You need to make your infrastructure a lot more scalable and flexible. Growth of data definitely means growth of the overall infrastructure including backup infrastructure. Traditional backup methods looked good. They seemed to be able to handle unlimited data since the storage was on recyclable & new tapes. However, performance came down until you keep upgrading tape infrastructure regularly. I met some one a couple of days back who said it was like when you get up after sleep you would need the next generation LTO infrastructure leaving more than 2 generation old tapes useless.
You need to retain a lot of them. A media house with data available since 2003 will hold it forever. They are not even compliance governed but they use it when required to monetize the old news and clips integrating them with latest versions of the same news.
You need to have backup infrastructure that leverages the key data reduction technologies available now. Compression is well available with all backup applications. Deduplication has made it easier to handle the extended data growth. However, tape infrastructure does not handle deduplication at all.
You need to make it more scalable by adopting the cloud methodology. Even if you are still on legacy backup applications which are yet to adopt a direct cloud strategy, you should look for the option to stage out older backup versions to cloud. Start adopting Public cloud more for hosting and if you are relatively new to cloud adoption, go ahead with adopting public cloud for backing up your data. The legacy applications are also integrating their APIs with cloud service providers so that you can move out the older versions to cloud. Your recovery SLA for old retention is longer than the online data.

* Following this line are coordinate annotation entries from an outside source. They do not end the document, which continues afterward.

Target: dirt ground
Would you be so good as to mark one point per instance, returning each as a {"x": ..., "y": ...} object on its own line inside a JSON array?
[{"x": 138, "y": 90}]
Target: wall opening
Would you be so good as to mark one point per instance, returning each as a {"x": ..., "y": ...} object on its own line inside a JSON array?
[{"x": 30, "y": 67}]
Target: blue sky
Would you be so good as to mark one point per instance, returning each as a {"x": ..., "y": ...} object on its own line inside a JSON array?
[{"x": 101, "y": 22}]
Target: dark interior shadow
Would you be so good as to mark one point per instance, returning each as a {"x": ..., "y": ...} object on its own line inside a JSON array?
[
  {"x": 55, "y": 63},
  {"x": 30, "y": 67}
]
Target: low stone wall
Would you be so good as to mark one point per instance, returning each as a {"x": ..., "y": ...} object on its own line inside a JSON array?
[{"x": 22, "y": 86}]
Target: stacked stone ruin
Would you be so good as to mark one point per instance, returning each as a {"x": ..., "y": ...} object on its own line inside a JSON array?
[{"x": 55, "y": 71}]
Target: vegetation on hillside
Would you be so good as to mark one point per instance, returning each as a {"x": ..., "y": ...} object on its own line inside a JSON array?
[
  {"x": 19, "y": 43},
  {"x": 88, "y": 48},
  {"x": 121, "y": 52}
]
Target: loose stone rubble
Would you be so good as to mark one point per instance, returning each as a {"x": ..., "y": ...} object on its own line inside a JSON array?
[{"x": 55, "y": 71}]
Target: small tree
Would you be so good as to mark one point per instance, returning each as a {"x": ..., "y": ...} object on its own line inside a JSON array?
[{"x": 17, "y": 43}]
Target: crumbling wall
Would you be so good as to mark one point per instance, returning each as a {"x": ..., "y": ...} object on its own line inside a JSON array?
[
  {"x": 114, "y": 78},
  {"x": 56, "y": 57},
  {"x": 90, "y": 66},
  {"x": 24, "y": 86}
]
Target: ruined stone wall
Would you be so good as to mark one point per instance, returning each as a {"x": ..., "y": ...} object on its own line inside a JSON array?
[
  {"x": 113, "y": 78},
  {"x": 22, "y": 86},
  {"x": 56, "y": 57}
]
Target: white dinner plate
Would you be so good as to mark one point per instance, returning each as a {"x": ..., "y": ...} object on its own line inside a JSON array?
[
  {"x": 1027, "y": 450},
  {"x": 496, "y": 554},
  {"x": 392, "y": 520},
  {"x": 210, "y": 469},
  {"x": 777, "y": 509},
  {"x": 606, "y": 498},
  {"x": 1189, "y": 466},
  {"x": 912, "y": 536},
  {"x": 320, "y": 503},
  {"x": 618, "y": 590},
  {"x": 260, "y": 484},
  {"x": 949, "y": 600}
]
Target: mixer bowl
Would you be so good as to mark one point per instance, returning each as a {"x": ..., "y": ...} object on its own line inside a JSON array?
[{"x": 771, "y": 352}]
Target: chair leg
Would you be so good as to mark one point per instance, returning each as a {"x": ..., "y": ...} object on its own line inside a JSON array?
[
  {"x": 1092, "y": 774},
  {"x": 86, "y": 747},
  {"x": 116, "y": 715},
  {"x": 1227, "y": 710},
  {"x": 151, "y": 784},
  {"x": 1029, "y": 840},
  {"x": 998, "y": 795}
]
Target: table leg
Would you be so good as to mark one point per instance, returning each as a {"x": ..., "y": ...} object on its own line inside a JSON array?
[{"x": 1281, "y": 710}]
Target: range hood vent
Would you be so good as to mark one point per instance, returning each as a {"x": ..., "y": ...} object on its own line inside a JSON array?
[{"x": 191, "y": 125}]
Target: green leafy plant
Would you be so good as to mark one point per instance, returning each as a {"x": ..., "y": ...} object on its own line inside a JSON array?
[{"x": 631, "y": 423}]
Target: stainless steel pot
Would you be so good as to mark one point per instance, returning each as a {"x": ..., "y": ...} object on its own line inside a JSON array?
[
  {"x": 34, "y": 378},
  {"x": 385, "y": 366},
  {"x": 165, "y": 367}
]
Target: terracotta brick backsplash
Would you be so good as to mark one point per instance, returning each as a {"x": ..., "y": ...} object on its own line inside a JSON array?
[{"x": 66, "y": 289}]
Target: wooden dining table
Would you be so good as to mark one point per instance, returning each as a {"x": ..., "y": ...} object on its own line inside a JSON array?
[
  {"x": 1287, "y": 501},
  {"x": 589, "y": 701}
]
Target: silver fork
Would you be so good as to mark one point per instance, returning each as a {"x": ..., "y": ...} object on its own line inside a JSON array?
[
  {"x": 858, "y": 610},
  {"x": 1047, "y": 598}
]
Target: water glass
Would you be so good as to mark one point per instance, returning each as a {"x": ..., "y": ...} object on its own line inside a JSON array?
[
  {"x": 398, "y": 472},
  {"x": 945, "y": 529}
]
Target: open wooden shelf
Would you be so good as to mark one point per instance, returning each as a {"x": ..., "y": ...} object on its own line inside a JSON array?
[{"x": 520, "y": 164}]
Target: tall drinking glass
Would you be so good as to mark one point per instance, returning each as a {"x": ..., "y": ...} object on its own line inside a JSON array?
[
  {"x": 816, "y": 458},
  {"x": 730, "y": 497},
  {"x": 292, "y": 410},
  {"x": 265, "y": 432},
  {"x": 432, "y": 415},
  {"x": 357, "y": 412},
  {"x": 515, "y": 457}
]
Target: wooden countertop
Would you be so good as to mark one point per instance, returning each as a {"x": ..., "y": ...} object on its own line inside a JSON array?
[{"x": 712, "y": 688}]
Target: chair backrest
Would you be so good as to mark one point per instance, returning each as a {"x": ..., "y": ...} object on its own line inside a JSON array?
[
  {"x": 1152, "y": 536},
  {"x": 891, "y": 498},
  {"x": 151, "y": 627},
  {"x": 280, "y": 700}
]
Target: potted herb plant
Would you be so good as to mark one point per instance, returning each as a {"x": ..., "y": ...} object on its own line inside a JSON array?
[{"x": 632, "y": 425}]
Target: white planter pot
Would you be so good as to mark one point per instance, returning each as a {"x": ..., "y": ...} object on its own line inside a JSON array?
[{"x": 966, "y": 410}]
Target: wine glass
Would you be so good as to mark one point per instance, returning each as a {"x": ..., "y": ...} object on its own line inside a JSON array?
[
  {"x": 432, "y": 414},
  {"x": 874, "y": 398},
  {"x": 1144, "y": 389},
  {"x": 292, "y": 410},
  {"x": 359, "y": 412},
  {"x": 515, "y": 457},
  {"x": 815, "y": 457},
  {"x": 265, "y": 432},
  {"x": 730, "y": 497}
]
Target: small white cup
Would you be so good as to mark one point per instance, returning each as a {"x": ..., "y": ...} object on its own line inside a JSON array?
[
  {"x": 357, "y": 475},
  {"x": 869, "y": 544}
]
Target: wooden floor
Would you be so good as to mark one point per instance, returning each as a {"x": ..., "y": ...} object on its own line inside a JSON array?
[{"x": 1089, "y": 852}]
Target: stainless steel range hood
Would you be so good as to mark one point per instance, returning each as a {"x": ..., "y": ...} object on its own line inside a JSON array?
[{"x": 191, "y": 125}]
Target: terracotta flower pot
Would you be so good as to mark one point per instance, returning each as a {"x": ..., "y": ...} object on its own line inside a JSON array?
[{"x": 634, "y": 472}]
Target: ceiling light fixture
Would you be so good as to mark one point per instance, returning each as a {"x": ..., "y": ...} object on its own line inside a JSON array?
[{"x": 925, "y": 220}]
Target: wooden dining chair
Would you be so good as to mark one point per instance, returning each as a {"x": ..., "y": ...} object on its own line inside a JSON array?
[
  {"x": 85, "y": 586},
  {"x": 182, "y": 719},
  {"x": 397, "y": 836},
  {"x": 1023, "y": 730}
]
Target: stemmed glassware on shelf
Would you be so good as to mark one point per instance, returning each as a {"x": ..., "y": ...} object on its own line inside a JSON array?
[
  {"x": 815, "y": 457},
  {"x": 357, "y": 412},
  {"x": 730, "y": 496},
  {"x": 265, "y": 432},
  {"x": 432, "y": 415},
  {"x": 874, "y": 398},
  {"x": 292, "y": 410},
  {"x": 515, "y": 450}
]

Moving it to Public cloud will reduce the overall cost of retention as well since you don’t need to retain them on online storage. Low cost archival storages can be used for these backups. They also offer more reliability and durability than you can think of achieving on your traditional tape infrastructure.
Remember: If you are re-evaluating your backup strategy, explore cloud based backup applications that offer local storage as well for faster recoveries. If you need to still continue with your legacy applications, demand and adopt Public Cloud adoption for staging the older backups.
6. Endpoint device protection
End points need to be protected. This is well known for a decade now. There is nothing new in it. All backup applications backup end point devices like desktops & laptops. Agent deployment, backing up only critical data, auto schedule, auto retention are all the standard features available in all end point backup applications.
What is becoming more relevant is making them more secure. Look out for features like Geo location and Remote Wipe. Geo location can help you locate your lost devices. Remote Wipe can be configured to ensure that the data from the lost laptop is deleted if the person having the laptop is able to boot it up on the OS. The backup agent contacts the backup server and the backup server signals data deletion. You get secure that your lost data is not being utilized.
The definition of end points has also changed these days. It is no more restricted to laptops and smart phones. You are deploying your applications on new end point devices like edge, cloud, SaaS platforms. They all need protection and backups. Don’t ignore them. Go for backup strategy that is capable of taking care of them & ensure they are backed up.
Equipment's today come with an integrated PC/server. Diagnostic tools, research data all reside here when it is created. Adoption of POS applications, IoT enabled applications running on WiFi devices is growing rapidly. Therefore, you should ensure that your backup infrastructure is able to take care of these devices.